14 June 2007, 12:07
Orthodox Kievers rally against Elton John's forthcoming concert
Kiev, June 14, Interfax - Orthodox activists in Kiev held a vigil at the city authorities' residence in protest against the concert to be given by famous singer Elton John, Yury Yegorov, leader of the All-Ukraine Orthodox Brotherhood of St. Alexander Nevsky, told Interfax on Thursday.
The faithful stood in front of the city administration and Kiev city council building holding posters: 'Kiev is the cradle of Russian Orthodoxy, not Sodom', 'A sodomite's concert is popularization of perversion', 'Sodomy is a cardinal sin', 'Homosexuality leads to AIDS'. The leaflets circulated to passersby said that homosexuality was actively imposed on Ukrainian society as a so-called 'European value'.
As is known, Elton John, whose concert is to take place at Independence Square in the center of the city on Saturday, is an open homosexual.

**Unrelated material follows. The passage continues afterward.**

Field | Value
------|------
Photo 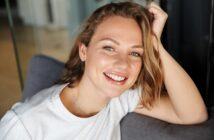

The statement of the Orthodox public entitled 'No to sodomy in the old Russian Orthodox holy place of Kiev', which Yegorov presented to the Kiev administration, notes that by offering a concert platform to a propagandist of homosexuality, Ukrainian officials take upon themselves the responsibility before God for the moral corruption of Kievers, especially young people.
Responsible for this corruption are believed to be the principal organizers of the concert, among them former Ukrainian President Kuchma's daughter Yelena Franchuk and her husband Victor Pinchuk, a prominent businessman, as well as Kiev Mayor Leonid Chernovetsky.
The statement also stresses that though returns on the concert will go to struggle with AIDS, the propagation of homosexuality and sexual laxity is one of the main social causes of this illness, and Elton John is an open homosexual who has concluded official union with his sexual partner.
People of non-traditional sexual orientation in European governments and parliaments, 'being ill spiritually and morally, wish to use the present pro-western Ukrainian authorities to impose this abomination on our people and our youth', Orthodox activists believe.